The researchers focused on solid-state lithium metal batteries (LMB), which are different from traditional lithium-ion batteries in that they use solid electrodes and electrolytes, providing superior electrochemical performance and high energy density.

“This means increased charge storage capacity and the ability to hold almost twice the energy of a traditional lithium ion battery — higher energy density at lower battery weight and size,” said Ushizima, who provided more details about this research during a presentation, Lithium Metal Battery Characterization using X-ray Imaging and Machine Learning, at the American Physical Society Meeting on March 16. Her co-authors include Jerome Quenum, David Perlmutter, and Dula Parkinson of Berkeley Lab and Ying Huang and Iryna Zenyuk of the NFCR.

Some of the challenges of this new technology are to predict battery cycling stability and to prevent the formation of lithium dendrite growth, she noted. This harmful phenomenon may occur during LMB charge and discharge, when lithium can deposit irregularly, building up dendrites (lithium plating) that lead to failures, such as short-circuit. These morphologies are key to the LMB quality, and they can be captured and analyzed using X-ray microtomography (XRT) scans. Machine learning algorithms and multiscale representation of XRT from LMB samples enable the quantification of LMB defects.

“Quality control and quality assessment requires quantifiable metrics, which means detecting and measuring dendrites automatically,” Ushizima explained. To do this requires running semantic segmentation by, for example, using convolutional neural networks (CNNs). Among the variety of segmentation algorithms based on CNN, one of the first CNNs the research team tested was a U-net scalable implementation they recently published in Nature Scientific Data.

“The advantage of using our U-net was the ability to quickly adapt it from ceramic matrix composite images to the new microCT data coming from batteries,” she said. “Our latest efforts are centered on state-of-the-art algorithms such as vision transformers.

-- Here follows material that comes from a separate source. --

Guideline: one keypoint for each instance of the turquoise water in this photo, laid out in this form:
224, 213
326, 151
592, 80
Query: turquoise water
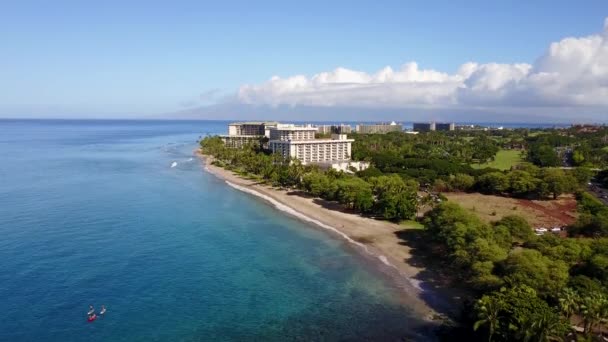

One of the advantages is the ability to learn a sequence of representations from the microCT data as part of capturing the multiscale aspects of microCT microstructures.”

“That’s what we do: we create deep-learning algorithms to automate inspection of battery data acquired with advanced imaging instruments at U.S. Department of Energy (DOE) national laboratories, including Berkeley Lab’s ALS and Argonne’s Advanced Photon Source (APS) facilities,” added Ushizima, who is also affiliated with Berkeley Lab’s Energy Storage Center

The ALS and APS are DOE Office of Science user facilities.